The interrupted sleep plus shorter days and colder temperatures have been making it harder to motivate myself to do things, especially during the week when I’m alone. Sometimes it’s after 3 by the time I get out of the house. We also went to a bunch of parties after getting back from vacation. I’m very grateful but I had the urge to be a hermit afterwards, and now I have to try not to let it become a habit. Also having less disposable income I second guess going to concerts or things like that, because how do I pick one over another, and  then I give up on making a decision and we end up going to nothing. 

Anyway, winter is long so I’m not going to let this go on forever. AJ’s party was a success, so that’s good. It went as expected: two hours of kids playing on bouncy castle and eating cupcakes, then home to our nice quiet house (our kids fell asleep; I hope other parents were as lucky).  I am looking forward to Christmas and happy to see bright lights and decorations on the long winter evenings (though I still think it’s tooooo early for Christmas music).

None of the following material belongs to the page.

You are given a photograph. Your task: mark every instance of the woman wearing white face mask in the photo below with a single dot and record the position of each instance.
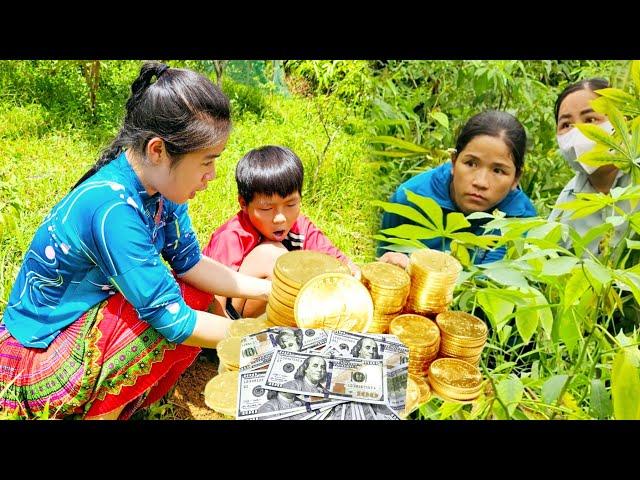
(574, 106)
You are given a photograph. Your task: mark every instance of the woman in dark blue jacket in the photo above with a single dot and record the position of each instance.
(482, 176)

I’m using the carrier more with Dani as I anticipate snow making it more difficult to use the stroller. Unfortunately the mei tai doesn’t do front facing but it still is working pretty well. We also have an underused chariot / jogger and I want to get the flat tire fixed as I think it will be handy in snow and cold conditions. Thinking of introducing AJ to cross country skiing this year. If we have anything resembling the insane amount of snow we had last year I think I will also get snow shoes!

I will end with this Halloween picture. The dress is a hand me down from AJ. The furry object are black bear ears Dani refused to wear. (Her nickname is Dani bear so she had to be a bear for her first Halloween. I was also a bear. AJ was a T. rex again and Mr Turtle was also a T. rex.)